On Fri, 4 May 2001, Benjamin Sugars wrote:
> On Fri, 4 May 2001, Chris Stith wrote:
>
> > In a completely Open Source world, we wouldn't have to worry, as
> > (almost) everything would be rebuilt around the new version of the
> > library anyway.
>
> You've lost me. We want perl to build on both the old and the new.
Obviously, you are lost in the fact that only half of the paragraph
is being referenced in your response. ;-) The original mentions pros
and cons of updating the libraries on both types of OSes.
> > If you serialize the calls, then anything that happens inside the
> > binary library doesn't happen at the same time between threads.

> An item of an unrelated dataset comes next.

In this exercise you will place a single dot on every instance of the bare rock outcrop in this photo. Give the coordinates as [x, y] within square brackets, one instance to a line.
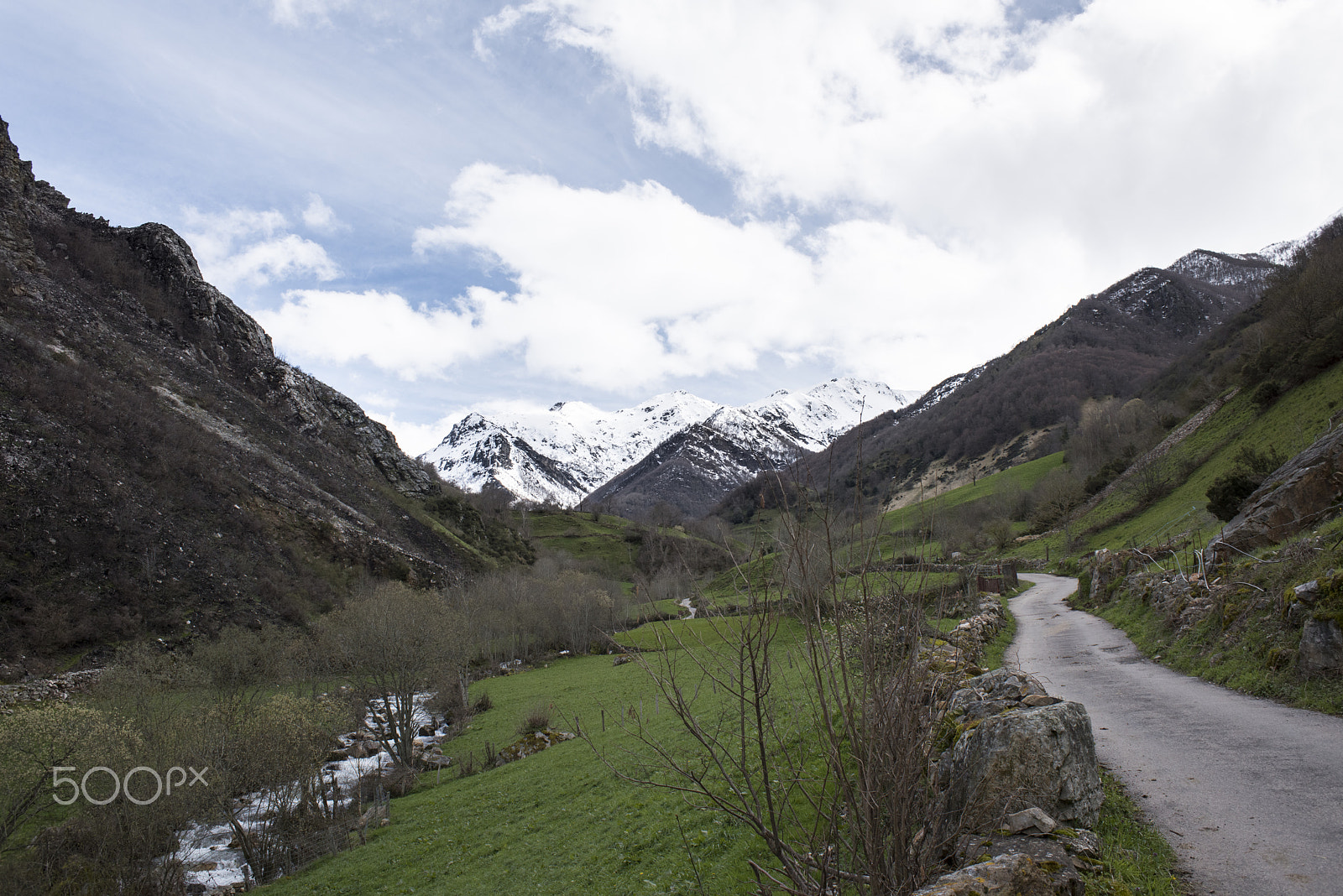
[1296, 495]
[1021, 777]
[1020, 748]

> > Period. If you wait until one call to localtime() has returned
> > before making another, for example, then the two calls cannot
> > possibly interfere with one another.
>
> I do not think this is true. The first call can return a pointer to
> static data. Subsequent threads can clobber this data.
This is why 'serilization' and 'thread-local storage' go hand in hand,
and have rarely been mentioned more than five lines apart througout
the thread. It is for exactly this situation that thread-local
storage is so important. If a call returns a pointer, then it should
be part of the serialization process to dereference the pointer,
grab the value, and put it someplace private to the current thread.
Of course, if I do the following in a single-threaded program,
the second call clobbers the data from the first anyway:
my $time;
$time = localtime;
$time = localtime;
Does this mean that localtime() is not single-thread safe? Or does
it just mean that in order to keep a value around you have to put
it somewhere you know won't get overwritten?